# Best Motoring: Amuse GT-R



## Chuck_H (Jul 28, 2006)




----------



## tokyogtr (Feb 14, 2008)

nice vid. quite imformative, if you can understand japanese.


----------



## Chuck_H (Jul 28, 2006)

I can't. 

If anyone could give a brief overview it would be appreciated.


----------



## [email protected] (May 16, 2003)

as usual another nice find Chuck :clap: 

The Amuse Phantom R35 GT-R runs their reflashed ecu Hi tech rom (improved rev, boost), Titan Ti exhaust STTI-R1 (apparently 50% lighter than stock), sport cat, R1 Suspension kit, 70kg lighter, under body strenth parts, Amuse aero kit. 548ps.



btw why has nagtroc disapeared ?


----------



## GTRJack (Aug 27, 2005)

Amuse has done a nice kit but it seems that the Mine's doesn't need all that kind of aero improvements to run as quick as the Amuse around Tsukuba track. My favorite so far is still the Mine's.

The Nissan GT-R were released just a couple of months ago and we're already seeing development of parts acceleration very fast. This GT-R seems to be leading the way to become another tuning monster from Japan just like it's former Legend Skyline GTRs. In combination of Japanese and US made parts we will have a very exciting years to come for the GT-R :clap:

I wonder who will be the first one to brake 1000 horsepower for this car


----------



## Chuck_H (Jul 28, 2006)

Benji Linney GTC said:


> as usual another nice find Chuck :clap:
> 
> The Amuse Phantom R35 GT-R runs their reflashed ecu Hi tech rom (improved rev, boost), Titan Ti exhaust STTI-R1 (apparently 50% lighter than stock), sport cat, R1 Suspension kit, 70kg lighter, under body strenth parts, Amuse aero kit. 548ps.
> 
> ...


We had to change domain names. Its now nagtroc.org

NAGTROC: The Nissan GT-R Owners Club


----------



## Chuck_H (Jul 28, 2006)

Another clip of the Amuse R35. You can hear the exhaust a little better in this one.


----------



## Chuck_H (Jul 28, 2006)

And clip of the Mines GT-R.


----------



## Moff (Sep 27, 2004)

Very nice


----------



## Chuck_H (Jul 28, 2006)

A brief translation thanks to a post on youtube by blueswords.

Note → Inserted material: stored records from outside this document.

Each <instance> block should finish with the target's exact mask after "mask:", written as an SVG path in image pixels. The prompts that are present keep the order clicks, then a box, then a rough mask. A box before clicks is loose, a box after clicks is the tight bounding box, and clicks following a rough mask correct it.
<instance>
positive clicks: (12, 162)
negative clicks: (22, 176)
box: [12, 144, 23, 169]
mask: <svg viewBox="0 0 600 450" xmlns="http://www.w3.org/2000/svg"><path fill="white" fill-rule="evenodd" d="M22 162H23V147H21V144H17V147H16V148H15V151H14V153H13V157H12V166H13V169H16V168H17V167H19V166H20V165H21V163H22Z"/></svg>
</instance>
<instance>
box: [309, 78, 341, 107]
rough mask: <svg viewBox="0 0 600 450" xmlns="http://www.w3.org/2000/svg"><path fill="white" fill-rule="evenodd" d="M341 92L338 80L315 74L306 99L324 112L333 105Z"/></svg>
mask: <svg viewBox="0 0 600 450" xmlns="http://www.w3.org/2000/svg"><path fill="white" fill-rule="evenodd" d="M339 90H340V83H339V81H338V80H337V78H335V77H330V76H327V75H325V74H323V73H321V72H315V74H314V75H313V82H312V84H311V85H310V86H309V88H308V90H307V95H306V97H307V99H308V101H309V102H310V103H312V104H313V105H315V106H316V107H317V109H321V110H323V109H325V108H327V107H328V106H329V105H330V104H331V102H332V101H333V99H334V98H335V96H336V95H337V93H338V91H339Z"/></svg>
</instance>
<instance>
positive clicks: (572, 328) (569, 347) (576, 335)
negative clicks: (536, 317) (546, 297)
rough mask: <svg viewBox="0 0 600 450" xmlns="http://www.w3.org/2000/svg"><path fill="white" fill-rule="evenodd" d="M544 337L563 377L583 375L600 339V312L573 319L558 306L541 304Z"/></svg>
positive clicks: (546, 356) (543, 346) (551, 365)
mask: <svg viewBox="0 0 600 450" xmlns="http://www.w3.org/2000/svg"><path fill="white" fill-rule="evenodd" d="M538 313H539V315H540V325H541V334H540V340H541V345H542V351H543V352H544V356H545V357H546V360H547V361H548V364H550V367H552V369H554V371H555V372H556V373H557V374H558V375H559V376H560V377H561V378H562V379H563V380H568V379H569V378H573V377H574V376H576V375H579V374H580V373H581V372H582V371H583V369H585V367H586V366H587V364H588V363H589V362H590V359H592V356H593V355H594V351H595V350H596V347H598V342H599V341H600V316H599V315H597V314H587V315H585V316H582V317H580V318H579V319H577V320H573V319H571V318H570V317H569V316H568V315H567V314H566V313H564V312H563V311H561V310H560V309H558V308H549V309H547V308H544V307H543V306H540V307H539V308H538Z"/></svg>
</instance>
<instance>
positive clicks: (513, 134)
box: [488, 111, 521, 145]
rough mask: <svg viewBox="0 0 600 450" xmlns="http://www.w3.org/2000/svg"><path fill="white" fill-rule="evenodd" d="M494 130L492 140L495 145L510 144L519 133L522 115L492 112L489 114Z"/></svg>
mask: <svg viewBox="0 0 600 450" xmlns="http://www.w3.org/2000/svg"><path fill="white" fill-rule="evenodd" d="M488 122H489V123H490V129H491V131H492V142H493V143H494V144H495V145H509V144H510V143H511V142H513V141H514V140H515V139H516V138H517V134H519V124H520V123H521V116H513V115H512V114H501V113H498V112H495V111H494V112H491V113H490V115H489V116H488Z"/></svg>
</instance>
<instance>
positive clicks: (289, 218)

> an inaccurate translation
> Tuning on this car was done to draw out full potential of the stock parts. This car was designed as Amuse's consept of a Spec-V. We went to Amuse's workshop located at Kisarazu to interview the details.
> 
> 285/35ZRF20 tyres used on the rear of normal GT-Rs were fitted on the front on the Amuse GT-R to counter understeer. To add downforce at the front a large front spoiler was developed. The rear wing was also enlarged and is made of dry carbon to reduce weight.
> ...


----------



## Z-Tune1001 (Jul 10, 2005)

I realy like what the amuse rear spoiler looks like, think it matches the car great.


----------



## usagtrpilot (Aug 19, 2005)

I noticed that the rear spoiler is 480000 yen... Not cheap...


----------



## rogerdavis (Feb 16, 2008)

The car is too softly prung so it seems. Bottoming out at a few places.


----------